I hope that you found this helpful! I’ll get back on posts about what I’m sewing on next week. I’m working on a lot of Christmas orders, and I’m hoping to have some previews before next week! Until next time, happy sewing!
(side note: if you haven’t seen Glengarry Glen Ross you should. There’s a lot of cursing, but it’s a really good movie. Dream team cast of Kevin Spacey, Alec Baldwin, Al Pacino, Jack Lemon, Ed Harris!)
3 thoughts on “What I’ve learned: Craft Fair Year in Review 2016”
I meant to comment when I first saw your post. You have really shared you experience with Craft Fairs in such a way it would help someone thinking about venturing into the arena. Lots to consider.

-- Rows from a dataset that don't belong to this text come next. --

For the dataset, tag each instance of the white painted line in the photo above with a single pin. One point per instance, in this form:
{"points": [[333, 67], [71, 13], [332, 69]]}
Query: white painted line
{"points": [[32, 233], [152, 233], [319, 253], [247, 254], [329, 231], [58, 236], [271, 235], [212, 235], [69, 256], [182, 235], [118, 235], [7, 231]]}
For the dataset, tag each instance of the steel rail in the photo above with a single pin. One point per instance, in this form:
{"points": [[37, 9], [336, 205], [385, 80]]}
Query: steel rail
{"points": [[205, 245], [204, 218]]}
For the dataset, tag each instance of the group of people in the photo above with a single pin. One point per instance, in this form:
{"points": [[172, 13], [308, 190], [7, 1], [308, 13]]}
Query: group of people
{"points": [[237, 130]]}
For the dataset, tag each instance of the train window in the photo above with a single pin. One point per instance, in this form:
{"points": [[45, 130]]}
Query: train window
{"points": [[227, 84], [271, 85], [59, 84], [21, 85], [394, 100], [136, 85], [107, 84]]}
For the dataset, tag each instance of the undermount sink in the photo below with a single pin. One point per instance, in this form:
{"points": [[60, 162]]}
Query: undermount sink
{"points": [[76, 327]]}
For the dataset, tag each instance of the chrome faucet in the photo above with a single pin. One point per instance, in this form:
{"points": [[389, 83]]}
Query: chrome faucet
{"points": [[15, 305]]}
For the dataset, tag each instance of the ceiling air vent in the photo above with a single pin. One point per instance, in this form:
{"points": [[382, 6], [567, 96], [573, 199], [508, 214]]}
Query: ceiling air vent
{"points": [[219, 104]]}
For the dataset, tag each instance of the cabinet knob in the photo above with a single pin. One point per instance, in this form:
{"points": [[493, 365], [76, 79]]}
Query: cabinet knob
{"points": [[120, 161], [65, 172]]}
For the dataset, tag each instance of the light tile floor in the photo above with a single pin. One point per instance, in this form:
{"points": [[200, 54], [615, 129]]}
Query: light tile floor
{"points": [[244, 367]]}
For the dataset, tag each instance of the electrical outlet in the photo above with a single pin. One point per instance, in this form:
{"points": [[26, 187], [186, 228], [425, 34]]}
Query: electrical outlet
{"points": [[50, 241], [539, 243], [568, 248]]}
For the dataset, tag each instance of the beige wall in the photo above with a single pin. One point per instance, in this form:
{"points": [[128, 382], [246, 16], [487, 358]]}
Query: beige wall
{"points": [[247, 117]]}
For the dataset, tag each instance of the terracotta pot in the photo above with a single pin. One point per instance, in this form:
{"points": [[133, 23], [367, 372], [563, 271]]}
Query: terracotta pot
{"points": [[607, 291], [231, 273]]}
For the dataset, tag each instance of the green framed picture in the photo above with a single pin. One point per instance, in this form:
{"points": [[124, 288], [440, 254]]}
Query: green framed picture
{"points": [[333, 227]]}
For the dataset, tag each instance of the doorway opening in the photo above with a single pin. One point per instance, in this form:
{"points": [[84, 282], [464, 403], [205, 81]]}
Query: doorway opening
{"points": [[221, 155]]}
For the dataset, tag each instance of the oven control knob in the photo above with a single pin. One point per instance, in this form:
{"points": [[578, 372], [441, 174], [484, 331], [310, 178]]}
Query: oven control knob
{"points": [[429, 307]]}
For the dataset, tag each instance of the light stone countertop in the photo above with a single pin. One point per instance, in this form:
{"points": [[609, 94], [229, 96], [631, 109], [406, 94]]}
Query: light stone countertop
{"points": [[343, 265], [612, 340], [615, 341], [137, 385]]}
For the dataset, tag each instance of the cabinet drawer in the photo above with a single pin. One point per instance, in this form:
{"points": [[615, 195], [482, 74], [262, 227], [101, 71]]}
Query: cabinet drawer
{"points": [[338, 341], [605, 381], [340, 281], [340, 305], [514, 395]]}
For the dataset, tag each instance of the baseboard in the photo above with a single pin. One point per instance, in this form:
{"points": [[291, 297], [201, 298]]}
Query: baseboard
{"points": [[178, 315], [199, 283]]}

It’s a lot to take in! I just want to put it out there as clear and not sugar coated like a lot of what I have seen about it 🙂
I do think there was a lot of thought and information in your post. Hoping that someone venturing in will use that info and avoid costly mistakes. Times is money. In order to sell creative items you need to be in a place that is bringing YOUR type of buyer on. Again , great post.